De allí que la revolución sexual firme el acta de defunción de los totalitarismos, aunque inaugure una nueva era de control biopolítico sobre los cuerpos. Tal vez la forma en que el poder bambolea a las subjetividades en la historia responda a la morosidad con que las sociedades asimilan los cambios. Las revoluciones intervienen allí como un corte de ansiedad, una expresión rotunda del cansancio ante narrativas fantasmagóricas en la sala de espera de la historia.

Fiel a su estilo provocador, en un momento del libro Sebreli hace un elogio de la esclavitud. Porque instituye un orden “superior” al del asesinato de los derrotados en las guerras. Algo similar encuentra en el orden feudal frente al esclavista.

Atildado escepticismo

Lo interesante es que ninguno de estos pasajes históricos sobrevino como resultado de revoluciones específicas. Así, Sebreli pasea su atildado escepticismo por diferentes rincones de la historia: de la revolución francesa a la República Española, de los movimientos antibelicistas en EE. UU. al Mayo del 68.

Podría pensarse en una motivación más personal –contra uno de sus grandes compañeros de juventud, Oscar Masotta– guiando también algunos de sus razonamientos. Se advierte eso en sus críticas menos argumentadas al happening, al arte conceptual o al psicoanálisis.

El escritor y filósofo argentino Juan José Sebreli. Archivo Clarín.

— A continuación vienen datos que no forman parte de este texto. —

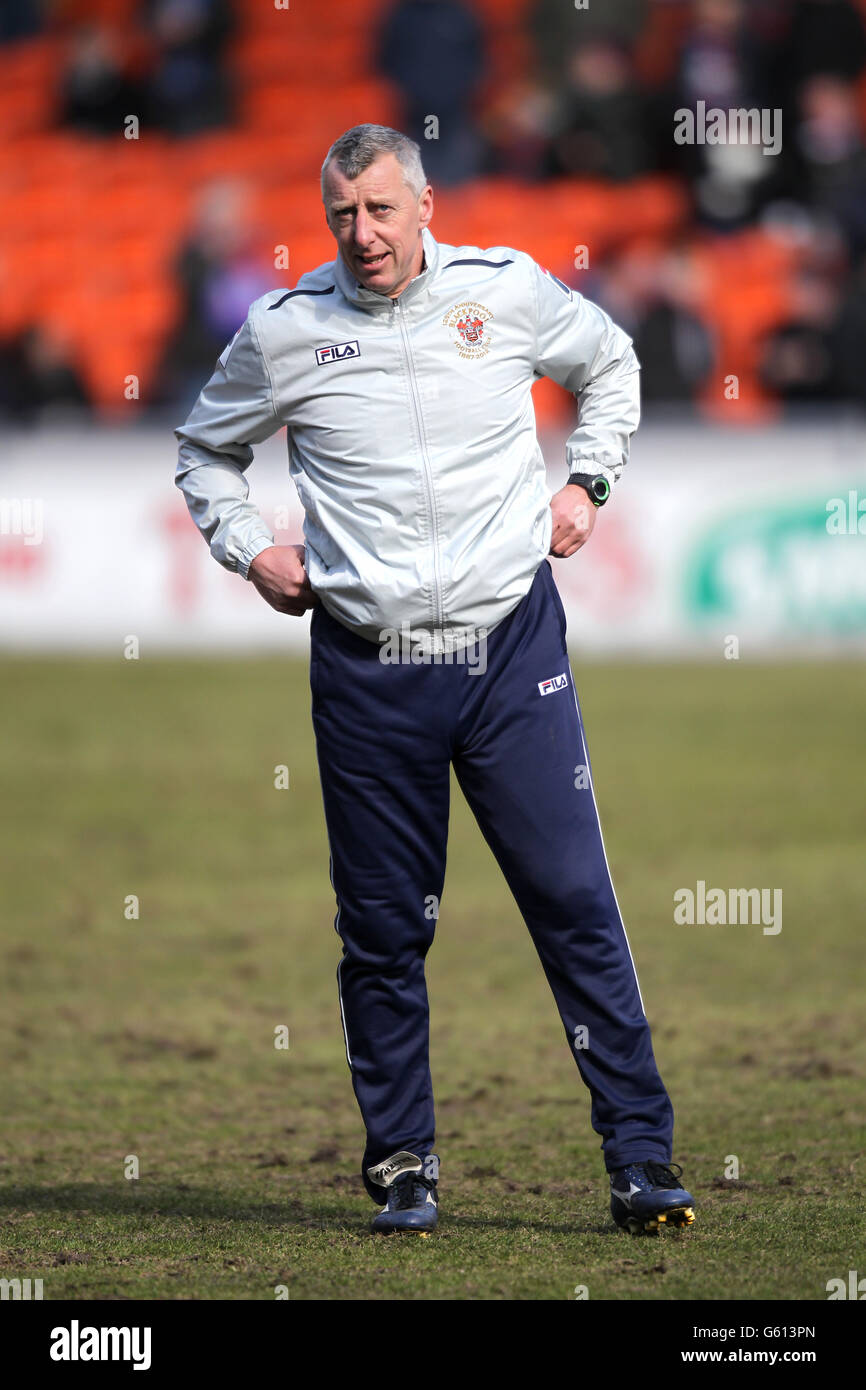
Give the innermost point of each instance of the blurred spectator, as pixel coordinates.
(96, 91)
(433, 50)
(38, 377)
(603, 125)
(798, 357)
(188, 88)
(830, 156)
(655, 293)
(558, 29)
(519, 127)
(724, 64)
(218, 273)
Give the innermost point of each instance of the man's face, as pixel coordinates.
(377, 221)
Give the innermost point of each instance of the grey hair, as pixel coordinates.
(356, 150)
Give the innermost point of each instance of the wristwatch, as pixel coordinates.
(597, 487)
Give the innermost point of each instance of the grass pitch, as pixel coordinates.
(152, 1037)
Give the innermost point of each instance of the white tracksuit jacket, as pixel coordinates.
(410, 434)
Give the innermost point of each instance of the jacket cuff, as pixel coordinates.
(249, 553)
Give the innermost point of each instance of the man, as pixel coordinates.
(403, 373)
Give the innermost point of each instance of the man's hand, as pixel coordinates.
(573, 520)
(281, 578)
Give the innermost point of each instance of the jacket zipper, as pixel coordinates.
(431, 506)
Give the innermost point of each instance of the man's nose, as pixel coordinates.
(363, 230)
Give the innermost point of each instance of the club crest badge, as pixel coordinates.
(469, 324)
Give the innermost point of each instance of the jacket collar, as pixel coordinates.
(417, 288)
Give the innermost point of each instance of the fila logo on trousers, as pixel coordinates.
(556, 683)
(337, 352)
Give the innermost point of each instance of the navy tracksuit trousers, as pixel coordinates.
(385, 737)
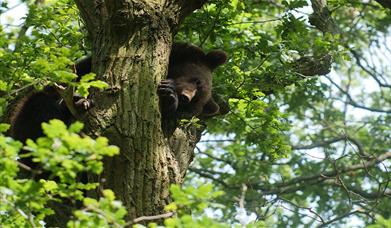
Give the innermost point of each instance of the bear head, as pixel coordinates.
(191, 70)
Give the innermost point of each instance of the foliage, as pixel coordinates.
(311, 150)
(65, 155)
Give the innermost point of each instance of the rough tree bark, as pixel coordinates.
(131, 45)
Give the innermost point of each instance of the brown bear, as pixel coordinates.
(186, 92)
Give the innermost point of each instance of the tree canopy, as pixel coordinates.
(306, 141)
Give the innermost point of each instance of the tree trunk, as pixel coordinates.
(131, 46)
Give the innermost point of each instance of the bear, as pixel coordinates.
(187, 91)
(41, 106)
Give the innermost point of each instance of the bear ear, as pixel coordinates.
(216, 58)
(210, 109)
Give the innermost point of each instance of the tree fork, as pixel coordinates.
(131, 47)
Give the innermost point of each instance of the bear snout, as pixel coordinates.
(187, 95)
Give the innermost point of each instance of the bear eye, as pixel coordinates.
(195, 81)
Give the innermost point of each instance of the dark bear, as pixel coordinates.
(41, 106)
(187, 91)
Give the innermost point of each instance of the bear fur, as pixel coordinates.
(186, 92)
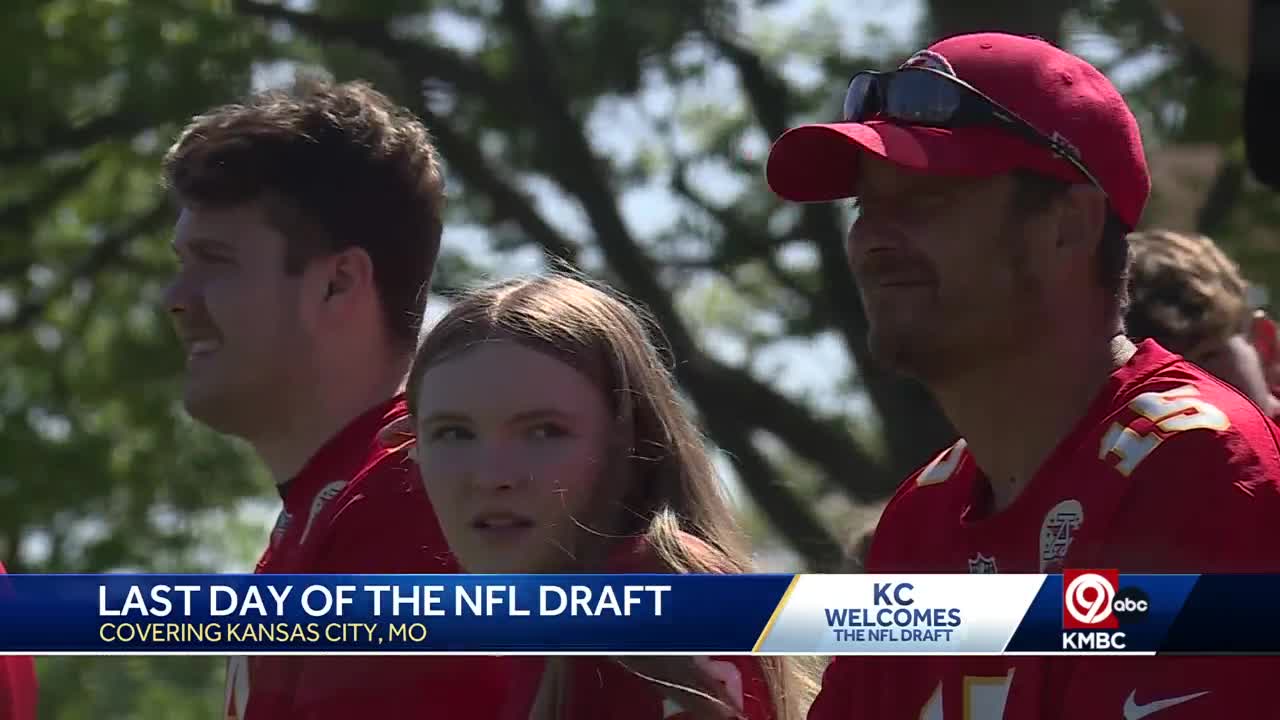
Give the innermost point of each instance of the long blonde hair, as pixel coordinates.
(676, 502)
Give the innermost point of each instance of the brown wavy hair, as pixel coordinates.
(333, 167)
(1184, 291)
(676, 504)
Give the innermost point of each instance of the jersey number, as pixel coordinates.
(1174, 411)
(983, 698)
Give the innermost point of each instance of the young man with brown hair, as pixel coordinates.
(310, 224)
(997, 177)
(1187, 295)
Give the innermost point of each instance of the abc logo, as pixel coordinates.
(1130, 605)
(1092, 600)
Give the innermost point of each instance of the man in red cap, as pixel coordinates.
(996, 180)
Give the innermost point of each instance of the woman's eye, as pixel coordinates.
(547, 431)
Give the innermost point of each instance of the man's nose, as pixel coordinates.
(177, 294)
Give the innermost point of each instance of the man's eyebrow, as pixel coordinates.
(204, 244)
(543, 414)
(443, 417)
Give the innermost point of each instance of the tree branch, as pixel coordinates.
(68, 139)
(1221, 197)
(791, 515)
(437, 63)
(508, 201)
(97, 259)
(717, 388)
(914, 425)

En un momento de su libro Sebreli señala que las revoluciones pudieron leudar en tiempos en los que las elites gobernantes se volvieron tontas y superficiales.

Dicho así, podría pensarse que este es un buen momento para las revoluciones. Pero no es este hoy un atributo exclusivo de gobernantes. La estupidez humana es hoy un rasgo que se está generalizando mucho. Eso más que nada es lo que al parecer terminó haciendo, de las revoluciones, una utopía.


Revoluciones. Temblores de una historia inconclusa, de Juan José Sebreli (Sudamericana).